Vielen dank und es ist noch nicht entschieden, welche variante genau implementiert wird. Ich will erstmal nur sehen, welche Möglichkeiten ich habe. Das fertige Programm werde ich wahrscheinlich sowieso hier vorstellen. Dieses forum hat schon sehr viel genutzt und warum solle s nicht die früchte sehen. Bei der benutzung von swing o.ä., eingabemasken aus jave hätte ich bedenken wegen der kompatibilität. ich kenen nur zu viele applets, die auf webseiten auftauchen, die eingabemasken haben, die nichts bewirken. im besten fall hängt sich der browser auf. außerdem kann mein applet sich selbst laden (u.u. muss sogar Java erst gestartet werden), wärend die javascript masken schon zur eingabe zur verfügung stehen. änlich wie bei map24.
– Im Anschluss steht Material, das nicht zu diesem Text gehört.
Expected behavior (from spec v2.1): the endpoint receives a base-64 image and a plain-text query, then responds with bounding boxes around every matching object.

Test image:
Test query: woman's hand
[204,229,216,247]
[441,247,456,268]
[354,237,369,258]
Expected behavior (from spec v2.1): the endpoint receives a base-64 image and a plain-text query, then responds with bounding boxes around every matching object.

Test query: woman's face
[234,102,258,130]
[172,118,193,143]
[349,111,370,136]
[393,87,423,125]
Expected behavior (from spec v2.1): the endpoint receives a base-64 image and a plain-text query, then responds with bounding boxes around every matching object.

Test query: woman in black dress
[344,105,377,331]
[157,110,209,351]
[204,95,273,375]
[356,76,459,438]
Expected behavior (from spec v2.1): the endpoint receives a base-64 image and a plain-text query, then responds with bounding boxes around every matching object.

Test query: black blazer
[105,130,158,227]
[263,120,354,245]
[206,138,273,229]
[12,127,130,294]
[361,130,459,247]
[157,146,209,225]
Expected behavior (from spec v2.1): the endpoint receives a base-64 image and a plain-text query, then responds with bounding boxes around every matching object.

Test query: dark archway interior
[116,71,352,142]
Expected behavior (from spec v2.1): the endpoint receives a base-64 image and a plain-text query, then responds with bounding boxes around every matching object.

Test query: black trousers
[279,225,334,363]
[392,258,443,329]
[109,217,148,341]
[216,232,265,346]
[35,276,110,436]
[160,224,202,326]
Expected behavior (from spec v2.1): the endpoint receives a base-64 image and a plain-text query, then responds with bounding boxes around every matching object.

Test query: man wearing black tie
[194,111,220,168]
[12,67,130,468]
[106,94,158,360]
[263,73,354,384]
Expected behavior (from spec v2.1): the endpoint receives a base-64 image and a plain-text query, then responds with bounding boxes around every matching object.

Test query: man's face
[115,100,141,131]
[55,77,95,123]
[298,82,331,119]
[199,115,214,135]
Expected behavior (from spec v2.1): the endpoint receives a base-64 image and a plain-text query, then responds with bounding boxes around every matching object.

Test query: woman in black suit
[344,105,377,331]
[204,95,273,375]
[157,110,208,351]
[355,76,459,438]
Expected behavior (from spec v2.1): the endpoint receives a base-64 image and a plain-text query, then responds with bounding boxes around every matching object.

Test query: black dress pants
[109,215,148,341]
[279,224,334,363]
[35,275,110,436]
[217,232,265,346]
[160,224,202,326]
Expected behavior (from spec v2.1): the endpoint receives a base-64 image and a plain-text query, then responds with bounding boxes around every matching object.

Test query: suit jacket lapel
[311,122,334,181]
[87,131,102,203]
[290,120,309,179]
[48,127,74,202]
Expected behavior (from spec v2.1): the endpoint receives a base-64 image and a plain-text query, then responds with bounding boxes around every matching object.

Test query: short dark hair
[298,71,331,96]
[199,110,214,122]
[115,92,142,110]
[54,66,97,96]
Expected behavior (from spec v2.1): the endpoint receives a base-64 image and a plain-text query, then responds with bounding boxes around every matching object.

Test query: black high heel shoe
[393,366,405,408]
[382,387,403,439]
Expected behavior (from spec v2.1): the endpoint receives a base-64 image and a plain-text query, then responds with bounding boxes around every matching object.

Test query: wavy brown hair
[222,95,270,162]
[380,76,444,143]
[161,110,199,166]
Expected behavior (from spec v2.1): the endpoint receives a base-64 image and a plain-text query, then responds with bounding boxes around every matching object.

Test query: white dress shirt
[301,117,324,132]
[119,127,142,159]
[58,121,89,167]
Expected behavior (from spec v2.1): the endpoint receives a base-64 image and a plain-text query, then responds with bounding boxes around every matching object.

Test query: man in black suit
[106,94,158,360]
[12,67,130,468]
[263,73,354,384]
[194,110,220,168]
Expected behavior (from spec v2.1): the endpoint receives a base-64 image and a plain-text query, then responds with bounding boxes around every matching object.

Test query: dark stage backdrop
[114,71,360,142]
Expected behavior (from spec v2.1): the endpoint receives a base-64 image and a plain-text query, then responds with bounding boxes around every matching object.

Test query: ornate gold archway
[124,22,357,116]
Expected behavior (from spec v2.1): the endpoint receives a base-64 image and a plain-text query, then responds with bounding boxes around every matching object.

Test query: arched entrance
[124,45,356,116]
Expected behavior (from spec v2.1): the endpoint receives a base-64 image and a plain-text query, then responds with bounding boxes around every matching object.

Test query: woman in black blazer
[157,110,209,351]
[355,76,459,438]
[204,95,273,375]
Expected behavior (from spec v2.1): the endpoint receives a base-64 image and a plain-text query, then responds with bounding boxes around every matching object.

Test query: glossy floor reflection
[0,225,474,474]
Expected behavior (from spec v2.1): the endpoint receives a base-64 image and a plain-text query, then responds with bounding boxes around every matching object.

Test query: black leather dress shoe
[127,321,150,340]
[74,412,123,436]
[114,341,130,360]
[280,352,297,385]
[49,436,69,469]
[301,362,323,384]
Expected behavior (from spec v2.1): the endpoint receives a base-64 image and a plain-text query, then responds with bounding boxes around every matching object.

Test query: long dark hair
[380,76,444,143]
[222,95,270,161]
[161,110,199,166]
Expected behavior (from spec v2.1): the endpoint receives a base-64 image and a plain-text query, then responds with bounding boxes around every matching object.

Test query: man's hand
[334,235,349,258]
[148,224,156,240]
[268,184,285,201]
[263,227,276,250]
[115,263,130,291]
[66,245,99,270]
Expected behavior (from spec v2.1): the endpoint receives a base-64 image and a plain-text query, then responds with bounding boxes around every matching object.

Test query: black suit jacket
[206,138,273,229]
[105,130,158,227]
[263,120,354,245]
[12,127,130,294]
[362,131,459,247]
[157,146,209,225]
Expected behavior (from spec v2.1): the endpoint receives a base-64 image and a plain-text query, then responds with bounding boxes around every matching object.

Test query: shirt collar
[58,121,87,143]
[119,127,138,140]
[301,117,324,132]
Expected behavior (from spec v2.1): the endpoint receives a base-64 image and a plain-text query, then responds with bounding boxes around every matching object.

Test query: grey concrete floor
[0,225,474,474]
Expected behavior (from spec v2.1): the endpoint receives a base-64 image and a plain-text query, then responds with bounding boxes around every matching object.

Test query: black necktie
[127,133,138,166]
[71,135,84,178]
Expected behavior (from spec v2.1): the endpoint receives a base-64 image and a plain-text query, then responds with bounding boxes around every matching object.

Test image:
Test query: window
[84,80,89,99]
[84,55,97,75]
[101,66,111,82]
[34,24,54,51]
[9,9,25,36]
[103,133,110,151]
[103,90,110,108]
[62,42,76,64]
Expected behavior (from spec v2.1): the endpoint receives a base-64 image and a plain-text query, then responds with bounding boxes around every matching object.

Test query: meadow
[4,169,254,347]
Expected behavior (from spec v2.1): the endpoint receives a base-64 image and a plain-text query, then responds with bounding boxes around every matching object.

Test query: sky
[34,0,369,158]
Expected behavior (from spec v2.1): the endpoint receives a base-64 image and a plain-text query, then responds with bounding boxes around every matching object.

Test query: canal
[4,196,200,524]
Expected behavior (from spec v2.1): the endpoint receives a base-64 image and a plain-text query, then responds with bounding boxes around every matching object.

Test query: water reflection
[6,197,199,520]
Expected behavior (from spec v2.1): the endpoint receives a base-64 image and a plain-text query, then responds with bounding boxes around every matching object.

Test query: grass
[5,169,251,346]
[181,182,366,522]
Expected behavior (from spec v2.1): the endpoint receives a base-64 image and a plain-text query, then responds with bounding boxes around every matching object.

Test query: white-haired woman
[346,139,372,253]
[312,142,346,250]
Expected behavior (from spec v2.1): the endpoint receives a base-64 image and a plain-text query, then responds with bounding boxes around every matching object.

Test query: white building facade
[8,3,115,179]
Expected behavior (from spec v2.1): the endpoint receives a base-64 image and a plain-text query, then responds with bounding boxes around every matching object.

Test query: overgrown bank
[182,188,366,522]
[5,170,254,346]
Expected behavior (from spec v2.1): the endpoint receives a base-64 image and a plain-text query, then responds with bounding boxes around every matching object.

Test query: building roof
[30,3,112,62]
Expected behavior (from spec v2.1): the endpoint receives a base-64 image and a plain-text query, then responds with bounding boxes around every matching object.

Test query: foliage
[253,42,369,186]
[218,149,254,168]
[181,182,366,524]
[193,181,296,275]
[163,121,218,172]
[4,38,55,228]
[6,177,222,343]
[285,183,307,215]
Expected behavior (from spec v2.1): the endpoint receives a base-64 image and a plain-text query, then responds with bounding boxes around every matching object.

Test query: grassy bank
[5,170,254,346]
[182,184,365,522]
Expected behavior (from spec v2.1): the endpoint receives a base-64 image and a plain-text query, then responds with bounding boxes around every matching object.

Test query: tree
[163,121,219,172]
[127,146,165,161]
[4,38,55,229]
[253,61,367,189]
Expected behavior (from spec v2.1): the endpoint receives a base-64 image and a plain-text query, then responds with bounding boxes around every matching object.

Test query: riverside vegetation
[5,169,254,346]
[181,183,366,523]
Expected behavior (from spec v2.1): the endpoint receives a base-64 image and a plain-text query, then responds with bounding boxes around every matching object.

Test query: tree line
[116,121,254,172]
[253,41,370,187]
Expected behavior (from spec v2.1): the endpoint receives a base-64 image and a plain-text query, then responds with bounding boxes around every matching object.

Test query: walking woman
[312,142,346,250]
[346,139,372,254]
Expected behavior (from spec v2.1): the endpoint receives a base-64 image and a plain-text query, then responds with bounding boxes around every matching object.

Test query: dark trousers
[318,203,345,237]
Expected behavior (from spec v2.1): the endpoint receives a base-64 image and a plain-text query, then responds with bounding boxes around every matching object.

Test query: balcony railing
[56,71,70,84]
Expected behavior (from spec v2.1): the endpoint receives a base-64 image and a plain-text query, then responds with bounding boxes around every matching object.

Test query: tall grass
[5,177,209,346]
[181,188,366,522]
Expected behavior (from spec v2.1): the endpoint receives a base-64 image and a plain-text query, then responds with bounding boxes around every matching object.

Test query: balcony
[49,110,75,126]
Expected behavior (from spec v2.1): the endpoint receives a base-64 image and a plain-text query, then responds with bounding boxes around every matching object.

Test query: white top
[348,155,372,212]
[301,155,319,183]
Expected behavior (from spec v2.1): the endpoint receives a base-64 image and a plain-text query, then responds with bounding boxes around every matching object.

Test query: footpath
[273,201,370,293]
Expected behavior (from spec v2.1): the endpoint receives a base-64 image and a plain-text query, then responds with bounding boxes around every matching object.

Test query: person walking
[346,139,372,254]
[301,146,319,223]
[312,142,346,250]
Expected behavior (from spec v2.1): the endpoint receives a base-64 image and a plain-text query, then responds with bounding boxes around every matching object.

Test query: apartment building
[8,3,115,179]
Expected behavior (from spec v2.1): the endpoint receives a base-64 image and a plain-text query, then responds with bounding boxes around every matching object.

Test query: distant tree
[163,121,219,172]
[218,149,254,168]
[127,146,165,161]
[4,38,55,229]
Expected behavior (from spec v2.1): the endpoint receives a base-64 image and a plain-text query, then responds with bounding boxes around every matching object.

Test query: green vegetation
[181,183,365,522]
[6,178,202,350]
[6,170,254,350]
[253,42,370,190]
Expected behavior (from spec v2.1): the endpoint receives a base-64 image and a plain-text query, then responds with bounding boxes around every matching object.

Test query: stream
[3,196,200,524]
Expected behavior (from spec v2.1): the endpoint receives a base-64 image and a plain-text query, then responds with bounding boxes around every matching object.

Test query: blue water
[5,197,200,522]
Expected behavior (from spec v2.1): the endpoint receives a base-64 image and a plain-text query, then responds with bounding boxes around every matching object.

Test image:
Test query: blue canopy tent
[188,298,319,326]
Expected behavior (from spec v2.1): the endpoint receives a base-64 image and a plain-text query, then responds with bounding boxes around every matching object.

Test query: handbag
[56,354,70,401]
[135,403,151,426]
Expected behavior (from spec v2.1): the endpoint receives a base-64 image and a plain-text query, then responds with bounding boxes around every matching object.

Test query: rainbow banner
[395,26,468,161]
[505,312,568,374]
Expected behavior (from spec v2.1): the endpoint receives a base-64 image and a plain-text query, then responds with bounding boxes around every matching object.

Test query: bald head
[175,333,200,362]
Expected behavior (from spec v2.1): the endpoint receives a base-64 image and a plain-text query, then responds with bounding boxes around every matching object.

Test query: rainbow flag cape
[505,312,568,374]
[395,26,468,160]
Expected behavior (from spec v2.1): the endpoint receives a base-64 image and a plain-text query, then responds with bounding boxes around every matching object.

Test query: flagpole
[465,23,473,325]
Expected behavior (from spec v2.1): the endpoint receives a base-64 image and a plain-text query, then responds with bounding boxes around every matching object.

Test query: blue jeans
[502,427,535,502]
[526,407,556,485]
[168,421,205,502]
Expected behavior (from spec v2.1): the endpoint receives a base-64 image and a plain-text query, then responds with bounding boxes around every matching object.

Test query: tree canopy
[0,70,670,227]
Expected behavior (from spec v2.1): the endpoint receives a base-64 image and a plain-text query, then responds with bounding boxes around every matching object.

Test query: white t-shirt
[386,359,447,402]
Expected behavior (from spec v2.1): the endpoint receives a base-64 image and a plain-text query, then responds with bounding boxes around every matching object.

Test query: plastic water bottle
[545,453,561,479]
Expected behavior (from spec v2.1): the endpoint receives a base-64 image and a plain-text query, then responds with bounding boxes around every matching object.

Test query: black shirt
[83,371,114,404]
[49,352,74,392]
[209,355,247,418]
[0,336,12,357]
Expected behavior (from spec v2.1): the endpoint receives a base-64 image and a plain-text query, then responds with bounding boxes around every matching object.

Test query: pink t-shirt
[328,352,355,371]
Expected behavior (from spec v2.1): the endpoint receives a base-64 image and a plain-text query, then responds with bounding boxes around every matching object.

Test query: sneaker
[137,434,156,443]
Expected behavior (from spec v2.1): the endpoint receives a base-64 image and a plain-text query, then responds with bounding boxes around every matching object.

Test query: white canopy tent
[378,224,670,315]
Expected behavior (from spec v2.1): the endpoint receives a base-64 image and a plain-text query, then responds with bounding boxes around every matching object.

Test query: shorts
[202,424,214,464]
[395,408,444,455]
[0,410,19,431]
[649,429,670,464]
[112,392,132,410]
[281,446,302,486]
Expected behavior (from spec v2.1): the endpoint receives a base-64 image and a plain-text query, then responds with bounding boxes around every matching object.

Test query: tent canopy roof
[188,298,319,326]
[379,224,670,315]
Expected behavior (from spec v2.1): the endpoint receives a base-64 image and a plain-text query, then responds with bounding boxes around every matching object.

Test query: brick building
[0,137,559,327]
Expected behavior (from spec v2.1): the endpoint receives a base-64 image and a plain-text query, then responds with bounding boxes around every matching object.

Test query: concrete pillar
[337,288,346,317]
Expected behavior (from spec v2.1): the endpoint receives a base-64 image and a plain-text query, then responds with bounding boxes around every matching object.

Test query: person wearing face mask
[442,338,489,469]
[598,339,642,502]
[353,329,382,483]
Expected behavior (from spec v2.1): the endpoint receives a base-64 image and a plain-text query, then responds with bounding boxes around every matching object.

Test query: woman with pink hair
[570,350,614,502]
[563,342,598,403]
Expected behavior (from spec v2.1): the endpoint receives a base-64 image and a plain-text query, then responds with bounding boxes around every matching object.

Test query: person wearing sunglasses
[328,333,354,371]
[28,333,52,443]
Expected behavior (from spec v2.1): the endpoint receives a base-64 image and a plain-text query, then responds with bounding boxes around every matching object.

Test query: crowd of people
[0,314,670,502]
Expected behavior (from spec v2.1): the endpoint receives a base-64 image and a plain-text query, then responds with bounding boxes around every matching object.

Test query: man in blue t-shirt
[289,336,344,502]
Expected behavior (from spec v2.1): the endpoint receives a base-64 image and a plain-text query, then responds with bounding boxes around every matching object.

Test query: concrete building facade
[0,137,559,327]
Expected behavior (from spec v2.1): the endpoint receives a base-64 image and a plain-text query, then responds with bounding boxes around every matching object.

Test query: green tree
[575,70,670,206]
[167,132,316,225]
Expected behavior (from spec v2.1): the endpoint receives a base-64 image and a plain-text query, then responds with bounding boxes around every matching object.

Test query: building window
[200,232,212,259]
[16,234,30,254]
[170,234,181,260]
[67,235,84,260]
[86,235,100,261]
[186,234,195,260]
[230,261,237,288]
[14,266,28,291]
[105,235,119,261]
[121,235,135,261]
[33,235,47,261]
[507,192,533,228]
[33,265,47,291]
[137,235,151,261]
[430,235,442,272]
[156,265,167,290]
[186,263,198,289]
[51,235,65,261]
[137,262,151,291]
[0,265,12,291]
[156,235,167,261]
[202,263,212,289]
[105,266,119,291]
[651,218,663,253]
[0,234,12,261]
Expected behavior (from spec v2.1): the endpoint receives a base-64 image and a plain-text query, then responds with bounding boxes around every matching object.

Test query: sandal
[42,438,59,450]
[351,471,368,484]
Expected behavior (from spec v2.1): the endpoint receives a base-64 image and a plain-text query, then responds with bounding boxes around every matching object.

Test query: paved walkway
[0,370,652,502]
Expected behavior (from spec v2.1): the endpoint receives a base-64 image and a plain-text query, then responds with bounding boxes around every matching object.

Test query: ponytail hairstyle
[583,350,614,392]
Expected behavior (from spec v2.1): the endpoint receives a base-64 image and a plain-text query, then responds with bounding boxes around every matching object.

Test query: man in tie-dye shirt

Applet unsichtbar laden könnte über einen trick realisiert werden: appletgröße aus html auf 10*10 pixel an eienr freien stelle der seite festlegen, vielleicht sogar mit tricks verstecken und das applet sich selbst bei dieser größe in einen blödi-nixtu-modus schalten lassen, das ausgabefenster öffnet sich auf html-knopfdruck mit einer 200x200 pixel großen instanzt des apllets in einem neuen fenster sofort, da es jetzt schon im speicher ist usw...

...das ist natürlich teilweise nur ratsam, wenn genug transfervolumen zur verfügung steht. für den einzelnen surfer wenig aber für den anbieter, ich meine, wenn da jeder der vorbei kommt das ganze applet mit allem drum und dran geladen bekommen, blos weil da mal die seite kurz angetippt wird. bei zu viel traffic würde ich das applet erst dann laden, wenns wirklichv erlangt wird aber bis das mal soweit ist, wenn überhaupt jemals, darf getrickst werden.


----------